Vielen Dank Thomas, hast mir damit sehr geholfen 

Hatte ziemliche probleme mit dem urlclassloader in ner schleife, weil er wohl beim erneuten aufruf sich immer ans parent, also den classloader appsclassloader oder so, gewandt hat (stichwort "unloading class" )

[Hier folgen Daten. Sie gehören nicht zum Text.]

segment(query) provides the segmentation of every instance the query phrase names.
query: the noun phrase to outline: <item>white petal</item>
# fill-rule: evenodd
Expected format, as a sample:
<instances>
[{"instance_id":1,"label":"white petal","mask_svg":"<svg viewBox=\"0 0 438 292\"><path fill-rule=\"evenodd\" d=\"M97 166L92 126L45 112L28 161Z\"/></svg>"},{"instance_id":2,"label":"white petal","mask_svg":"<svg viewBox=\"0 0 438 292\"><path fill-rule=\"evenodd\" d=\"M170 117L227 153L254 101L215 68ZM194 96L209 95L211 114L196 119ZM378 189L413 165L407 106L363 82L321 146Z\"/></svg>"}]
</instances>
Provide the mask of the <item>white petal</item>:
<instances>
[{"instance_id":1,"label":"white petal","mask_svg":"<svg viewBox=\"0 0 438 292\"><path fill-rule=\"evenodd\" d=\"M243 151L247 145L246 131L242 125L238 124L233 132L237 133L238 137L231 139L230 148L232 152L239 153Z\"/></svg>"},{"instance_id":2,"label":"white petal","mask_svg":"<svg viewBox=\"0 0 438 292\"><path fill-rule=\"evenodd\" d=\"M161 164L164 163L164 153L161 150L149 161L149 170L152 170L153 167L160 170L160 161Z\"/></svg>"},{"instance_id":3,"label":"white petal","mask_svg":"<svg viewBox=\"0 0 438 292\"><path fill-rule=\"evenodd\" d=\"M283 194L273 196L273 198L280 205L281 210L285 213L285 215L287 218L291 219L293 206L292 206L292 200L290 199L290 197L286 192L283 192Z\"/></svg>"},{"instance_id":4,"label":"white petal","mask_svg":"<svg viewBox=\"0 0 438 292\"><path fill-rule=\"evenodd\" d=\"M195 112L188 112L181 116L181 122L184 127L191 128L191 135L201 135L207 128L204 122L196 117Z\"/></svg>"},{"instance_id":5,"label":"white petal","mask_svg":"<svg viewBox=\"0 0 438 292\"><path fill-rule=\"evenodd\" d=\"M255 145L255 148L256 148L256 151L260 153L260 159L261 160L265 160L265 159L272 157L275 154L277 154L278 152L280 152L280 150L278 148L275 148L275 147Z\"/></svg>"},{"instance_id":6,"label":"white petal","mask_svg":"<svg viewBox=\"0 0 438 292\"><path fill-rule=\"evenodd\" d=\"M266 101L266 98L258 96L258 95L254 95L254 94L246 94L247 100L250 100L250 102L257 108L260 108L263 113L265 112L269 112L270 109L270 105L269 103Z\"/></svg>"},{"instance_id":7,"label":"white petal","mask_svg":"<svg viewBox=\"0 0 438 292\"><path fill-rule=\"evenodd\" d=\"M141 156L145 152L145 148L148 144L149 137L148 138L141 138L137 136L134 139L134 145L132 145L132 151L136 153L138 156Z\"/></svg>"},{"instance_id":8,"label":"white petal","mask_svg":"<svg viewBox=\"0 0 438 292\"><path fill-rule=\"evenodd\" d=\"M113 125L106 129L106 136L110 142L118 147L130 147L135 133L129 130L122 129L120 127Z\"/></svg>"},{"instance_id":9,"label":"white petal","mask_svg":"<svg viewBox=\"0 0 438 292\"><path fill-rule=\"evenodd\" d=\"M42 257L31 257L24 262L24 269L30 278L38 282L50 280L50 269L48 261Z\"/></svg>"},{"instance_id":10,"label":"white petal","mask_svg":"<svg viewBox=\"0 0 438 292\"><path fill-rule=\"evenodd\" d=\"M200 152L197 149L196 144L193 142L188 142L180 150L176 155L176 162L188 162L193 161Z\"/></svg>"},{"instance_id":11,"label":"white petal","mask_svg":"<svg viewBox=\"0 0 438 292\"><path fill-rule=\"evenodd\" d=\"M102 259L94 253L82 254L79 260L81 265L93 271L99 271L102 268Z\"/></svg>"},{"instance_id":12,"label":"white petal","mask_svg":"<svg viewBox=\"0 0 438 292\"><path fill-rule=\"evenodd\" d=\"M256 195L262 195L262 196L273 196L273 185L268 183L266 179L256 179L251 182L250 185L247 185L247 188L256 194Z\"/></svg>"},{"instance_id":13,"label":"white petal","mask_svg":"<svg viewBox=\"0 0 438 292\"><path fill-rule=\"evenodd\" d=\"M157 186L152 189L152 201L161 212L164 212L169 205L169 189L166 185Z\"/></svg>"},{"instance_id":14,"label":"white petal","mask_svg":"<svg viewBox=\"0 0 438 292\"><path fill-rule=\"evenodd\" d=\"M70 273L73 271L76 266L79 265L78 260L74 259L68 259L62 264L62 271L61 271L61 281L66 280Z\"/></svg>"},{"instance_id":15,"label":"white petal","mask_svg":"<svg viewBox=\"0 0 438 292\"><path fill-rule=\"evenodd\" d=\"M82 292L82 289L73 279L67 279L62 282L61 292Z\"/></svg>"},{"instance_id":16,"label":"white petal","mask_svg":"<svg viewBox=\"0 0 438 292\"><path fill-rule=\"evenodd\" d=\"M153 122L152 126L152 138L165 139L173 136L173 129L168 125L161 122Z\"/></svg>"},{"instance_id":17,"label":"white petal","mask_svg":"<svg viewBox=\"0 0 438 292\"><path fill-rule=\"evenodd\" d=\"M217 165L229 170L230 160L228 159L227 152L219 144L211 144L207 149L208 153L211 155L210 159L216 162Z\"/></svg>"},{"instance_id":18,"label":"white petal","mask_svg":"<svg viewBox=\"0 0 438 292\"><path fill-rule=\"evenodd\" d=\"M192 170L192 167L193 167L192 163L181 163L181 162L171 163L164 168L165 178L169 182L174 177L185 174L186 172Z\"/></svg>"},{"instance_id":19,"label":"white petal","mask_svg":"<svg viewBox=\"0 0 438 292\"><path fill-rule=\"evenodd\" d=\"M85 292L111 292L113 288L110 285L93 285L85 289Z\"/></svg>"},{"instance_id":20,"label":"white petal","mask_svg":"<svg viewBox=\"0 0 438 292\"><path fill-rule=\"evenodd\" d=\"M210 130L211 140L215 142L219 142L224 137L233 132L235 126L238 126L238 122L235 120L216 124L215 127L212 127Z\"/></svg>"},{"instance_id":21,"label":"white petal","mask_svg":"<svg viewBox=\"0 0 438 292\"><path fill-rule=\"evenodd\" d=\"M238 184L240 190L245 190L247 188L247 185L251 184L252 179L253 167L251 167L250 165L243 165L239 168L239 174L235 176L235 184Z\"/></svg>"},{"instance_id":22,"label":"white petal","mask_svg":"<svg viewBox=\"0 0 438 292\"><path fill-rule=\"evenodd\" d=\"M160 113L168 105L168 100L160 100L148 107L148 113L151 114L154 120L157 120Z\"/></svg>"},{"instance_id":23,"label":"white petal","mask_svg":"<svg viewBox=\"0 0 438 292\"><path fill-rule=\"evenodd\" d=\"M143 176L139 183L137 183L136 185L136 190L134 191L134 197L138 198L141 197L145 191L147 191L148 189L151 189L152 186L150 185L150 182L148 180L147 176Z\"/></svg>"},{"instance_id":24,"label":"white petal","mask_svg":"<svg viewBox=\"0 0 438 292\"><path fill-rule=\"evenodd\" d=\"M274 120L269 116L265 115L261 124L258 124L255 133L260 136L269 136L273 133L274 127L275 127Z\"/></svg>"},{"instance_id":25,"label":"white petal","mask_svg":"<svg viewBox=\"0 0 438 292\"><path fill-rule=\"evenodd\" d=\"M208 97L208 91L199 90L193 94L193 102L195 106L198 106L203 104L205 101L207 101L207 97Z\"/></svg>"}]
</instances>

Aber jetzt t es endlich, das alle jar's in nem lib verzeichnis ausgelesen und die klassen darin geladen werden, wenn man das programm startet.


----------



## cyb3rdragon (6. August 2008)

Ist der Code so noch aktuell? ist immerhin nen paar Jahre alt.
Wenn ja würde es mich freuen wenn mir jemand den Code erklären bzw. kommentieren würde. Besonders der unterste Teil ist für mich noch ein Fragezeichen.

Gruss
 cyberdragon


----------



## takidoso (6. August 2008)

ich habe zwar den Code jetzt icht ausprobiert, aber die letzten beiden Zeilen scheinen die Main-Routine einer Testklasse zu starten.


----------



## Oliver Gierke (6. August 2008)

Jo, aber nur beispielhaft um zu zeigen, dass die Klasse geladen wurde. Der Code ist immer noch vollständig korrekt und auch die inoffizielle Methode einem Classloader weitere JARs bekannt zu machen. Inoffiziell deshalb, weil der Reflectionhack schon arg bös ist. 

REINHAUN!


----------



## takidoso (7. August 2008)

dann würde mich die offizielle Variante mal interessieren.


----------



## Oliver Gierke (7. August 2008)

Benutz OSGi 

REINHAUN!


----------



## Thomas Darimont (7. August 2008)

Hallo,

ab Java 6  könntest du das auch über den ServiceLoader realisieren:
http://www.tutorials.de/forum/java/310207-eine-art-plugin-system-2.html

Gruß Tom


----------



## benhaze (9. August 2008)

>>Inoffiziell deshalb, weil der Reflectionhack schon arg bös ist.
Warum genau ist die Methode (addUrl) eigentlich nicht public bzw. böse?


----------